Departamento de Alergología, Facultad de Medicina, Universidad de Navarra, Pamplona, Spain
In a series of works done on humans patterned after animal experimental models, we created an in vitro model which allowed us to produce soluble IgE regulator factors. We observed its biological activity in IgE synthesis and constructed changes that protein fractions from affinity chromatography (fractions enriched in soluble regulator IgE factors) exercised on IgE receptor expression. We then decided to determine the molecular weight of each one of the active protein fractions.
We performed electrophoresis on the gel of polyacrylamide (Weber-Osborn technique). Protein bands were processed, with the aim of isolating the gel and quantifying the biological activity. The protein fractions obtained from the chromatographies with affinity to CON-A sepharose were subjected to electrophoresis in polyacrylamide gel, with the aim of obtaining molecular weights of proteins comprising it. Using rosette technique, there were no changes seen in Fc epsilon expression just as what happened in the experiment with material fractionated by chromatography.

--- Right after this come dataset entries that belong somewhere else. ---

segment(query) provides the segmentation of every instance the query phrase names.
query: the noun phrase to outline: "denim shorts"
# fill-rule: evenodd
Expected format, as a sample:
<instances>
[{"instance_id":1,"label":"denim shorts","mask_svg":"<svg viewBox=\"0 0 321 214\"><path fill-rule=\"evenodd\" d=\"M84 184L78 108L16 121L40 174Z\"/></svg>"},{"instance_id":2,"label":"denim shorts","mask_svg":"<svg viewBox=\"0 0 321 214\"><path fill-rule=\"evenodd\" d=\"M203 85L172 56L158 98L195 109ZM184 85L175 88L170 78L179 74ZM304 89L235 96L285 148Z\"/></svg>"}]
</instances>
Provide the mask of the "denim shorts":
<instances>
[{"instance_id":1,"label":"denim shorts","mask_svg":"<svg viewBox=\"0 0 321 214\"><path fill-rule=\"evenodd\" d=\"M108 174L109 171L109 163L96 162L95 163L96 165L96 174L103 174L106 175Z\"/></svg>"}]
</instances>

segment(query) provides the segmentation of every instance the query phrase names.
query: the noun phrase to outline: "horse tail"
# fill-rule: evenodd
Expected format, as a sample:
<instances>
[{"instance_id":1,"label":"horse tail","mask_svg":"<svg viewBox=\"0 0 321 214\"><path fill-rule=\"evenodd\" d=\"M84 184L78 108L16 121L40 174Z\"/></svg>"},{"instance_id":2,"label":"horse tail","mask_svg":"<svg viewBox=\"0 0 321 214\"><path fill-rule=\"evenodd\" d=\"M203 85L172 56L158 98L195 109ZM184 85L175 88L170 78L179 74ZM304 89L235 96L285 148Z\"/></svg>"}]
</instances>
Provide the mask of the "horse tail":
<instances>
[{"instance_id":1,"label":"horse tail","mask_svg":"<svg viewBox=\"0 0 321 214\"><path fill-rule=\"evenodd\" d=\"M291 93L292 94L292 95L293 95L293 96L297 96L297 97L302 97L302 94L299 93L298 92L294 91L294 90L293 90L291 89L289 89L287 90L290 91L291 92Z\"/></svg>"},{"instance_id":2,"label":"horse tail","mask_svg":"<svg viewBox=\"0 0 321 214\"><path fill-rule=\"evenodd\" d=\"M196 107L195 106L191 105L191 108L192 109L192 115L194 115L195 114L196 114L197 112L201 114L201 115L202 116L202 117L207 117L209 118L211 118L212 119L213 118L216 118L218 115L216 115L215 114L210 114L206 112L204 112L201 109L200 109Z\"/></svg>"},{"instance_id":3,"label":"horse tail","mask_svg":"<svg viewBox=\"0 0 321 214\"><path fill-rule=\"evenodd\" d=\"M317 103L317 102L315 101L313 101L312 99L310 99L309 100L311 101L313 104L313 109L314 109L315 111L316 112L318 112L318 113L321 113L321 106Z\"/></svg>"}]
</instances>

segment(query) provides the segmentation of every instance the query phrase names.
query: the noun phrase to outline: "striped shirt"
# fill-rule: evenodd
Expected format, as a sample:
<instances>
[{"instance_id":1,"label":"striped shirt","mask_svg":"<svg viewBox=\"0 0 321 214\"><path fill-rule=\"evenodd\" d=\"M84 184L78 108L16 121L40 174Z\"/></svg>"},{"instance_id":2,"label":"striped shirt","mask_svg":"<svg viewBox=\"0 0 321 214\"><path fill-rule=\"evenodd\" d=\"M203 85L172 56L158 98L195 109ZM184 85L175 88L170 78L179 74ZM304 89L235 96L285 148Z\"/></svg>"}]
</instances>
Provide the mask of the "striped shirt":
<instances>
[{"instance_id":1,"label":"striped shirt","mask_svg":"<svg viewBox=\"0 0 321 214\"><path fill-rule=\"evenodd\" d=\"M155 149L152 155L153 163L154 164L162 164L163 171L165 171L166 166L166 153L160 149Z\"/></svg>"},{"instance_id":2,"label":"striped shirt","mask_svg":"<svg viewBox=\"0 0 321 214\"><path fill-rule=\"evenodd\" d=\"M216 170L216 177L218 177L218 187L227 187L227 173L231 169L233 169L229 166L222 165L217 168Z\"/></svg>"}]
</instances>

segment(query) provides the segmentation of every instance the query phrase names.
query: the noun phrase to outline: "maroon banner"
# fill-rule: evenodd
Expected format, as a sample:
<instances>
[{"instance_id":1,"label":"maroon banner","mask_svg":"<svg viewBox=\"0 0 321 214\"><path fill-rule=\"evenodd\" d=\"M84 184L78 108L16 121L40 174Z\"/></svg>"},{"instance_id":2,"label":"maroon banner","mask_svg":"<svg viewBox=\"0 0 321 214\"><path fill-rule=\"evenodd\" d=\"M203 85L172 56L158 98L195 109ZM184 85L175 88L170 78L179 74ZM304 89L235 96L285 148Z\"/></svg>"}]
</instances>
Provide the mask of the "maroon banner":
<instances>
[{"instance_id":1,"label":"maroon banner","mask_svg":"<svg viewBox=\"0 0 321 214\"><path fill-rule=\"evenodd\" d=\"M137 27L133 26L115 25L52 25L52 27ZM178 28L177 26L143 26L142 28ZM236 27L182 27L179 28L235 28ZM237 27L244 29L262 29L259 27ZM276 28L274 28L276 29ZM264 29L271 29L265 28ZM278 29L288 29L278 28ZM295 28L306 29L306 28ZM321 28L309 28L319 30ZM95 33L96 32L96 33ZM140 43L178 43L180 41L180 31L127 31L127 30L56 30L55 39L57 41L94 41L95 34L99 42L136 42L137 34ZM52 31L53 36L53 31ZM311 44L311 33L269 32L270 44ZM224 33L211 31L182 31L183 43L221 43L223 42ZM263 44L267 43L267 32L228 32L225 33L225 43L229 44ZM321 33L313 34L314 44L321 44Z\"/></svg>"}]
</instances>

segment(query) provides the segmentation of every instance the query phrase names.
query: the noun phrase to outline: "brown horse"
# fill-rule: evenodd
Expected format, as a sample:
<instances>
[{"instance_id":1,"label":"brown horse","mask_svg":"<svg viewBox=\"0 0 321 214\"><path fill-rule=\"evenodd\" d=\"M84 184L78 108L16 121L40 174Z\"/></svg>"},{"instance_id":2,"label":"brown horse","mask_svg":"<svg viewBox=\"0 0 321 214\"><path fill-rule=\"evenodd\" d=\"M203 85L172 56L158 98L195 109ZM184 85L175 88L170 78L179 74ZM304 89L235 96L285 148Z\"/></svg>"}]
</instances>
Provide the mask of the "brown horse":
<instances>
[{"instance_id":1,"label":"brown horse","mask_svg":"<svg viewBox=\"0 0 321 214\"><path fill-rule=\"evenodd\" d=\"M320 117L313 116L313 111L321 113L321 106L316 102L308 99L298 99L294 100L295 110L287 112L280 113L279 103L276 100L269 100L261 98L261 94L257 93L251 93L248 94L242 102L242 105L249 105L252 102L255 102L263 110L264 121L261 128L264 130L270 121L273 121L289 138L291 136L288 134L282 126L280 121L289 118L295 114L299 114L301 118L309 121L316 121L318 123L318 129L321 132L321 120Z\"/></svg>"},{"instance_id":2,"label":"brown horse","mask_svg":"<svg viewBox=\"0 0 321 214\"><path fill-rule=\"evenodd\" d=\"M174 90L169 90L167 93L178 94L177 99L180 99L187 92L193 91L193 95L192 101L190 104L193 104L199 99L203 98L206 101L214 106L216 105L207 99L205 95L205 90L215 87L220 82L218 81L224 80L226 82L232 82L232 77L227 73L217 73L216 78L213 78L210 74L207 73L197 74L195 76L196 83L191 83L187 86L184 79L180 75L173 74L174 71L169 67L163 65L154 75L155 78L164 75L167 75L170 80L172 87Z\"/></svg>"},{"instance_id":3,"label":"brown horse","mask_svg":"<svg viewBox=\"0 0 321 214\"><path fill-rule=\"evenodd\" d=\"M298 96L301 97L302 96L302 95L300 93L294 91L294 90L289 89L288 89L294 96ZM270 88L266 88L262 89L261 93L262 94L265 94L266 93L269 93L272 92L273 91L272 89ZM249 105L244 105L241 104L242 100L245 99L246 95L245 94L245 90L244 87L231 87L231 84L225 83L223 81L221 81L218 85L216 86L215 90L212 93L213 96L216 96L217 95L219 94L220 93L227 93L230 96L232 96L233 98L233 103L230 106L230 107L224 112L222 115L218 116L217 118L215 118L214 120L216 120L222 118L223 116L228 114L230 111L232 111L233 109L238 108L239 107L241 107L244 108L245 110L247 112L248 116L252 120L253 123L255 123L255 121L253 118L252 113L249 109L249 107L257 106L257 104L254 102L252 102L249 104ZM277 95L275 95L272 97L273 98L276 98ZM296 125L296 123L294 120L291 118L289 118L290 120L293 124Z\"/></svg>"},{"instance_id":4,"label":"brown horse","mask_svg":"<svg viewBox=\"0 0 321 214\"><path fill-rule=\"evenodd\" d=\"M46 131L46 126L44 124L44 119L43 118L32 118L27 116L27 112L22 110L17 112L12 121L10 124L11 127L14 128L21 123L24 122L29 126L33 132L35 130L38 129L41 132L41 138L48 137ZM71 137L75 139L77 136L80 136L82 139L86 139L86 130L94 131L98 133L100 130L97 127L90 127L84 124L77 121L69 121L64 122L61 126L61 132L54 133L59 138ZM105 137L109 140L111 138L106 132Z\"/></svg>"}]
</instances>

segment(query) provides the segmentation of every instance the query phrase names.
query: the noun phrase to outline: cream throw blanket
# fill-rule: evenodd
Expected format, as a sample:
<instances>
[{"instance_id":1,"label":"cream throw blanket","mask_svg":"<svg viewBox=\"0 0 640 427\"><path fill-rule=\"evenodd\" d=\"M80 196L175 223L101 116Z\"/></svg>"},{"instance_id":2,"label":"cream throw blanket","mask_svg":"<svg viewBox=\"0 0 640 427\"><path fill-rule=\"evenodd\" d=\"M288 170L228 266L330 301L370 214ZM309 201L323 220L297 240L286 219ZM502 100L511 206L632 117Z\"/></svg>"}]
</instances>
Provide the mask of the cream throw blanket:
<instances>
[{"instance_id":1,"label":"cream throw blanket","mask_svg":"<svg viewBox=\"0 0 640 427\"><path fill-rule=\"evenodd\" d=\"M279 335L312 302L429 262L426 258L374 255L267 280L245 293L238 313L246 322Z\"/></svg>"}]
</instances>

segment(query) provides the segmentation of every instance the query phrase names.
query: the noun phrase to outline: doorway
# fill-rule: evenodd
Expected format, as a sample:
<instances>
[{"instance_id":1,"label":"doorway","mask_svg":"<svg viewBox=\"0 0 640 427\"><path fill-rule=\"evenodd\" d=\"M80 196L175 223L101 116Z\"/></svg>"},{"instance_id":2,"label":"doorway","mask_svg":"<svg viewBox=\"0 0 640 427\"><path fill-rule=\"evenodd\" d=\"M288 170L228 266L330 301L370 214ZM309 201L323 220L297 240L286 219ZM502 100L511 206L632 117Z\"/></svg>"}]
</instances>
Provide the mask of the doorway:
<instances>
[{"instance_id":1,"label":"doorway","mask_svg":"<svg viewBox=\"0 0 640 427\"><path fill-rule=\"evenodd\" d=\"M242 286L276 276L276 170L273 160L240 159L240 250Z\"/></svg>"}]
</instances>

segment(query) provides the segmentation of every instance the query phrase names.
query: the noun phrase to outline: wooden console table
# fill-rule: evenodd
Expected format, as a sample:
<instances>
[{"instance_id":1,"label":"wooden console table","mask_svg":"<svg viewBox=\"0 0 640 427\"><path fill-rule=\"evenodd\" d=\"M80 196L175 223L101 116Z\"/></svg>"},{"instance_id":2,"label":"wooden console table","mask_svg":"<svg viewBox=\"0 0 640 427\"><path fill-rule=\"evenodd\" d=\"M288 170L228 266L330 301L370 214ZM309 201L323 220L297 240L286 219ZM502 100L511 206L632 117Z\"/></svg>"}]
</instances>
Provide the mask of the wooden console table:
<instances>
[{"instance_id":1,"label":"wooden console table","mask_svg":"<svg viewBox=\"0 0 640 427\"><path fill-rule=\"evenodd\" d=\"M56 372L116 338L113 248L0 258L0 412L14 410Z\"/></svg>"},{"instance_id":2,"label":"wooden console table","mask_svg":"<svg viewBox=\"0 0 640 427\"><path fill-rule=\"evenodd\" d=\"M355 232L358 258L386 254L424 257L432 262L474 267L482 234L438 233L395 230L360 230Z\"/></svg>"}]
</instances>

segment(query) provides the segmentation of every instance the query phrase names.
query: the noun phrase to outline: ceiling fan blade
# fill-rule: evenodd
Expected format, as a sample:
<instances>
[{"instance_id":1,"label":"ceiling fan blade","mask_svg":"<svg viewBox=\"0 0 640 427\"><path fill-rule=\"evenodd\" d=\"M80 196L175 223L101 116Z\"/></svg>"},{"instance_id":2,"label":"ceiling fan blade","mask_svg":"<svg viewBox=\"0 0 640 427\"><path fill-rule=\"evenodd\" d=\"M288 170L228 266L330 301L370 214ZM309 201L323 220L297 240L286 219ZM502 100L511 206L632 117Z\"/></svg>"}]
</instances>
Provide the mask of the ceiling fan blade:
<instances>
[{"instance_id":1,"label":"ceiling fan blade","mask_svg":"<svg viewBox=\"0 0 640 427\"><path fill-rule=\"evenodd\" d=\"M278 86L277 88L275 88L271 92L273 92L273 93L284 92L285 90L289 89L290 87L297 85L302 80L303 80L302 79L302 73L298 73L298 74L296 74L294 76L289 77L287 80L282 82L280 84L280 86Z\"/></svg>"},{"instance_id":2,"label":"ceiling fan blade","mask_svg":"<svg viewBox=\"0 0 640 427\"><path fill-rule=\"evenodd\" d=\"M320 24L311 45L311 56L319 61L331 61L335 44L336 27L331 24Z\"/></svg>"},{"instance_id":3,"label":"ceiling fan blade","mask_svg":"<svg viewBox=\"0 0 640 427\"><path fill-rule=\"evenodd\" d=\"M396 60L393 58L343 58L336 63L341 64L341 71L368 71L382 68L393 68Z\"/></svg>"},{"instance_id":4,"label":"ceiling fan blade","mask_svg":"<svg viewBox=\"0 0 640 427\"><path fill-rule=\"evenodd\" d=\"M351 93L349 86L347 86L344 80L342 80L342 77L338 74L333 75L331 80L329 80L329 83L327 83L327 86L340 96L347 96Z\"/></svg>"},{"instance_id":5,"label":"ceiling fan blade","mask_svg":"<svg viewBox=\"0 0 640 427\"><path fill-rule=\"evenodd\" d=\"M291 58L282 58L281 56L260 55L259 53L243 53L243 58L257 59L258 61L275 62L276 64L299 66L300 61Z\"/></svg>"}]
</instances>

However, these changes are produced and are statistically significant using the immunofluorescence technique. The highest inhibition of rosettes or immunofluorescence is that of the protein band of 10,000 daltons extracted in NaCl and that of 20,000 daltons extracted in PBS. Both effects are similar.
The inhibition reached by the 20,000 dalton band in NaCl is less although there are no significant differences. The material extracted in PBS of the band between 6.9 and 7.2 mm of gel (G4) did not have any changes. None of the proteins added to the culture medium had any effects of receptor gamma expression. The average values of the receptor expression was similar to basal levels.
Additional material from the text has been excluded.